Segundo informa a Folha, Covas estima que, não havendo percalços, o instituto consiga fabricar 40 milhões da Butanvac ainda neste ano. A vacina será testada também no Vietnã e na Tailândia, onde a Fase 1 já começou.

PARTICULARIDADE
As vacinas da Pfizer e da Moderna trabalham com o tal RNA mensageiro. A da AztraZeneca recorre ao adenovírus. A Coronavac emprega com o vírus desativado da Covid-19. Segundo a Folha, a tecnologia da Butanvac "utiliza o vírus inativado de uma gripe aviária, chamada doença de Newcastle, como vetor para transportar para o corpo do paciente a proteína S (de spike, espícula) integral do Sars-CoV-2." Covas afirma que a nova vacina já utiliza a proteína da variante P1, mais contagiosa e, tudo indica, mais letal.

DE VOLTA À POLÍTICA
Está, sim, em curso no país uma nefasta politização da doença. Mas, convenham, o governador de São Paulo não pode ser acusado de promovê-la. Quem inventou por aqui o populismo da morte foi Jair Bolsonaro, ao opor de modo estúpido a economia às medidas preventivas conhecidas contra a doença.

Tivesse liderado os esforços contra a pandemia em solo nativo — e não contra a vacina e aqueles que se dispuseram a combater o mal —, podem apostar, o país não contabilizaria agora mais de 303 mil mortos, em marcha acelerada para os 400 mil. Quem se dedica à criação de duas vacinas e de um soro não politiza a doença, mas a enfrenta.

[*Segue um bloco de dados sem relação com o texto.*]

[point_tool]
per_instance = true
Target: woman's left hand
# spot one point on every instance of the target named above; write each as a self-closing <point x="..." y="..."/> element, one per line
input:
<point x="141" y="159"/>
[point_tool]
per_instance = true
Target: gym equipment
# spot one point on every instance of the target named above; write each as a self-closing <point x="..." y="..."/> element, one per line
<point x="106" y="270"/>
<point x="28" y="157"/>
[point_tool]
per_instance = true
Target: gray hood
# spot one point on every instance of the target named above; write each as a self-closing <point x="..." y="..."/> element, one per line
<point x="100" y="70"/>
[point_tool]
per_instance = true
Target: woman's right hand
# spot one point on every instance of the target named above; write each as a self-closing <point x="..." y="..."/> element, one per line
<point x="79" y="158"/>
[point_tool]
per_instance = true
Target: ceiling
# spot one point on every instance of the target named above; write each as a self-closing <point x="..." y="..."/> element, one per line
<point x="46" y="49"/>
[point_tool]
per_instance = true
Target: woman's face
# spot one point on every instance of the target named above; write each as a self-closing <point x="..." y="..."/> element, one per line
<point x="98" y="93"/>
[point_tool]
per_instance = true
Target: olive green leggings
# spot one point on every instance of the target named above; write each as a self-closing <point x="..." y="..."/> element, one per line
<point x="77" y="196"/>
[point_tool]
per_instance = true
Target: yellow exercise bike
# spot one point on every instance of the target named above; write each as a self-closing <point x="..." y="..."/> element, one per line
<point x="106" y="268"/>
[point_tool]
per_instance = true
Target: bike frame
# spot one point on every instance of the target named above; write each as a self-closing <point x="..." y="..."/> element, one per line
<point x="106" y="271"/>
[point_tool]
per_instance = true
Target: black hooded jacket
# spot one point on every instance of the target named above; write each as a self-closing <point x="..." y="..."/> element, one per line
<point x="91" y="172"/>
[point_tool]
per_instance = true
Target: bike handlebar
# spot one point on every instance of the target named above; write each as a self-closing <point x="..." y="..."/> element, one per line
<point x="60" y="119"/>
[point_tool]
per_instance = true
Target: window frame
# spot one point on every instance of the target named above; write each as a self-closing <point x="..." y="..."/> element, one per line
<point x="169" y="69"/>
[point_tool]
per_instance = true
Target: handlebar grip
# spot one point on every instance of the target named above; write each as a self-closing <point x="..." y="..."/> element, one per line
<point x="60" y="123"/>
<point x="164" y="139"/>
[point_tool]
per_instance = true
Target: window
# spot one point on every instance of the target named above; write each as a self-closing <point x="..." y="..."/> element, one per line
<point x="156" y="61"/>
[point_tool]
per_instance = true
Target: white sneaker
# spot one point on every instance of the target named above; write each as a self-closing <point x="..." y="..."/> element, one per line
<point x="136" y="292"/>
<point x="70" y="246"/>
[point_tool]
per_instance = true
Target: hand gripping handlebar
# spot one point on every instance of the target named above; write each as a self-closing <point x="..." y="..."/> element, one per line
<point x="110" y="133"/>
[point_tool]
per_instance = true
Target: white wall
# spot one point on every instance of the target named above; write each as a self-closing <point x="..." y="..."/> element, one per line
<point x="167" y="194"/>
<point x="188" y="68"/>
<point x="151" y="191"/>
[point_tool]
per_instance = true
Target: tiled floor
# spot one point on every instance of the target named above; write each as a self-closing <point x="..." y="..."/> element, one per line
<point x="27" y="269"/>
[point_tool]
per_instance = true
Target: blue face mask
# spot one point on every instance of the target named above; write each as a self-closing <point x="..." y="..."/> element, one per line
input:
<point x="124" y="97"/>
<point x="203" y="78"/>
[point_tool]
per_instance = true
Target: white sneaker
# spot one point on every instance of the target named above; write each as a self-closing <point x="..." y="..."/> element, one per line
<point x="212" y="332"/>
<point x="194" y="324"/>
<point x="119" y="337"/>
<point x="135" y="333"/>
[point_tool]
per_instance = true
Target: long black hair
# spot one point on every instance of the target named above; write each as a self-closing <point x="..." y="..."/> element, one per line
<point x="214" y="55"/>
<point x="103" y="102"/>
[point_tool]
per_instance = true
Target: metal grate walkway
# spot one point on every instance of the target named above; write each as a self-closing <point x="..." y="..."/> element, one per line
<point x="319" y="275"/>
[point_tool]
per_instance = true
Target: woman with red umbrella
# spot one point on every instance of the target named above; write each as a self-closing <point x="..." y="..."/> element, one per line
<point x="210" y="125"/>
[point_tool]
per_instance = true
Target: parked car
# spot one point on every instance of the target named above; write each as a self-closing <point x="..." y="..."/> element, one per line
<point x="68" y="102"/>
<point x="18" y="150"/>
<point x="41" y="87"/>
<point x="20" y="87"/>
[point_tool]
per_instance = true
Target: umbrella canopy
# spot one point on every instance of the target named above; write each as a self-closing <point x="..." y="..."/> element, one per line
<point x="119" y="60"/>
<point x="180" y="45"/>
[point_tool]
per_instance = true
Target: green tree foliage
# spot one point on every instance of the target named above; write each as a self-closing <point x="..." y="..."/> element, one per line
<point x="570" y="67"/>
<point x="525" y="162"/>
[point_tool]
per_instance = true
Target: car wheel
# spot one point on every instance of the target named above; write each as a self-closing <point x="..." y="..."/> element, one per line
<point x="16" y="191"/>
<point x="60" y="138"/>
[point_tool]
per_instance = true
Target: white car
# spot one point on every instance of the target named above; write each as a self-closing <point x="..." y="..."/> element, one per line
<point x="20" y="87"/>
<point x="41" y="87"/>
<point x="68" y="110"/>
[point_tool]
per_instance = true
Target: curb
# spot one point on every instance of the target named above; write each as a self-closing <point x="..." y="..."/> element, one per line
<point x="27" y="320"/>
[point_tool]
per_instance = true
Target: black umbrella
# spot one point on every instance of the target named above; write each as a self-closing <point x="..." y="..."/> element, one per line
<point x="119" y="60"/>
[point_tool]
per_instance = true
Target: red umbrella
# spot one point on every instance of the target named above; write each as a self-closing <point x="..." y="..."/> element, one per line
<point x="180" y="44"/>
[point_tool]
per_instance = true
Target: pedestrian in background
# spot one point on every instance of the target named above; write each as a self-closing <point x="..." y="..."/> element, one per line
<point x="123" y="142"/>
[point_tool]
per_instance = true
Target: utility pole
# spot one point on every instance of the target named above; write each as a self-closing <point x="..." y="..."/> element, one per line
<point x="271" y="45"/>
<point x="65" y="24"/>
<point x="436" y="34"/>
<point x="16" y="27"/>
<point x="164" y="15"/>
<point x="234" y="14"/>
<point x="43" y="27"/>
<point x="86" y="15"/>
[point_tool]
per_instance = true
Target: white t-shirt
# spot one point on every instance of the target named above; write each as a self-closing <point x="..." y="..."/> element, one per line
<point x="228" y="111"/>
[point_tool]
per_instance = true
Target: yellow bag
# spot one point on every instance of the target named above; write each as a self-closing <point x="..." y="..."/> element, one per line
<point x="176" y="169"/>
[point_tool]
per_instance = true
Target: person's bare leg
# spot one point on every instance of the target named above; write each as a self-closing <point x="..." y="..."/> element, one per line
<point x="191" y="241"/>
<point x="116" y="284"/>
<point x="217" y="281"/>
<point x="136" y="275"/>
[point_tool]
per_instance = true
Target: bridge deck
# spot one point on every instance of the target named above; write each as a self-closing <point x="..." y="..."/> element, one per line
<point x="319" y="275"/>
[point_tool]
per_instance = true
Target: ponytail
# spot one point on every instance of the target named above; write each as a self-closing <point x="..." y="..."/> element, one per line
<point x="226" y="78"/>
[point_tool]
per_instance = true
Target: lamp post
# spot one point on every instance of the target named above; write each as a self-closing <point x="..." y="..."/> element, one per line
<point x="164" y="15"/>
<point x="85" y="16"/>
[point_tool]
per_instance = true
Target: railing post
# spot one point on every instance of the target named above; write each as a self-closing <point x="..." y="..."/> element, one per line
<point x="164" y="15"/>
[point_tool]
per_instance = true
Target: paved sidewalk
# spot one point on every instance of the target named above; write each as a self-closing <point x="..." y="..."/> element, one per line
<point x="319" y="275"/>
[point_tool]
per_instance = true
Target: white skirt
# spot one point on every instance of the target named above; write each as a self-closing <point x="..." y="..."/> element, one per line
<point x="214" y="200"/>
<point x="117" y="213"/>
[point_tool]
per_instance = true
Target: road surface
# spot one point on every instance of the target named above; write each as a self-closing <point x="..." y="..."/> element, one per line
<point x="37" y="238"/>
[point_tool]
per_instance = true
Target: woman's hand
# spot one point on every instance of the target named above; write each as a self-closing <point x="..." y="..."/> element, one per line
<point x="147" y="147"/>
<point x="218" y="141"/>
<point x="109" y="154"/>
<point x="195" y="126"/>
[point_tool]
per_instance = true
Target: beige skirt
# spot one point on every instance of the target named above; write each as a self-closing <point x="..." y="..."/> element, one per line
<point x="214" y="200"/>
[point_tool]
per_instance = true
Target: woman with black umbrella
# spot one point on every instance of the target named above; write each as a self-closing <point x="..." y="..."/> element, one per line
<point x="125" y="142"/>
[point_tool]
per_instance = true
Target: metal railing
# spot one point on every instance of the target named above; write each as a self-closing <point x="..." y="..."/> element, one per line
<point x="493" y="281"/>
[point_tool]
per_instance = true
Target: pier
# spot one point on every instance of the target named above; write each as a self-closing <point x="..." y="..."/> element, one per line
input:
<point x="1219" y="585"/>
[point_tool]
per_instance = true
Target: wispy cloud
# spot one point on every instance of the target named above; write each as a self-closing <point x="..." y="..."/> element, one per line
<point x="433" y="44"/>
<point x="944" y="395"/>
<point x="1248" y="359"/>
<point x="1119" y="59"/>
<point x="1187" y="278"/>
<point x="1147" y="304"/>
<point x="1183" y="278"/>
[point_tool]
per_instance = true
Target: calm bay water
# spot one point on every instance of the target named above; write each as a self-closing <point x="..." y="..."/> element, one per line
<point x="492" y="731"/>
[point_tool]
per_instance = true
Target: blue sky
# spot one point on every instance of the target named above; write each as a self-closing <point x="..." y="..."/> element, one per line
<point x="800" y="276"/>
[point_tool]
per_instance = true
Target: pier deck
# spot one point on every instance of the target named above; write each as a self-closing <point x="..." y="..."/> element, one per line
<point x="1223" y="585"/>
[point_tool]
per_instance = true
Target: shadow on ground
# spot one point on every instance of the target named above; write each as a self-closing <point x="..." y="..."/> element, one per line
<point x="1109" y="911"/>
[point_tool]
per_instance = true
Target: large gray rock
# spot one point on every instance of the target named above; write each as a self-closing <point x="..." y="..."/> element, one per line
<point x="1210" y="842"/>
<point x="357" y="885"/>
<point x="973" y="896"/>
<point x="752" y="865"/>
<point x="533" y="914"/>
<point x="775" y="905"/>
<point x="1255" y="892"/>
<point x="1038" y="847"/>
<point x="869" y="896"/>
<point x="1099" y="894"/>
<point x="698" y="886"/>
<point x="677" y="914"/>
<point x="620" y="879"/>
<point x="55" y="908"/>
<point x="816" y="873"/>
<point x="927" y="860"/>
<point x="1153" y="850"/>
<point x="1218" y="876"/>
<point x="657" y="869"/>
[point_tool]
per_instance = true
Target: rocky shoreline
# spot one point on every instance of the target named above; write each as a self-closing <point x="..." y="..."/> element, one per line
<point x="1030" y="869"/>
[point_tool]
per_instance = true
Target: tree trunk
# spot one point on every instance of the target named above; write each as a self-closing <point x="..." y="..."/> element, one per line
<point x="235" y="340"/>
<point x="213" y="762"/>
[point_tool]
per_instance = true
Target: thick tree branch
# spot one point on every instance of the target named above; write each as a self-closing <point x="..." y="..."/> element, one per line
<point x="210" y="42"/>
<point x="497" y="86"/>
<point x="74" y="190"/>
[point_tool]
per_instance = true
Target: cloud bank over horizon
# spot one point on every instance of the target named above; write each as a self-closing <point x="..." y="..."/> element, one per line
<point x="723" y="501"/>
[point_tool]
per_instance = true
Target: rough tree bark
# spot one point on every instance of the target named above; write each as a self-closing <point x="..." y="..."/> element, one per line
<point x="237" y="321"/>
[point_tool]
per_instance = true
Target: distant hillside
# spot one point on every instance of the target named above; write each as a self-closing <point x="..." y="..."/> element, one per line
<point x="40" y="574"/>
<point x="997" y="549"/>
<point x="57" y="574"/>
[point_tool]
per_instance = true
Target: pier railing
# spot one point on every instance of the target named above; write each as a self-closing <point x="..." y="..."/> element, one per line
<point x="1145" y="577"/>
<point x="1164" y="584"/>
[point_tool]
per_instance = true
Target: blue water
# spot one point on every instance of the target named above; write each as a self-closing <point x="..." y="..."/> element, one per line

Se esses feitos serão suficientes para eleger Doria presidente, bem, aí são outros quinhentos. A política trabalha com muitas outras variáveis. O quadro eleitoral nem definido está. A eventual candidatura de Lula ainda depende de decisão do Supremo. A se consolidar a ideia de que o centro deve fazer uma espécie de prévias para escolher um candidato, será difícil convencer o governador de São Paulo de que este não atende pelo nome de João Doria.

Ah, sim: acrescente-se outra dificuldade aí: o que — ou quem — é o centro? De todo modo, Doria se credencia ainda mais para o jogo.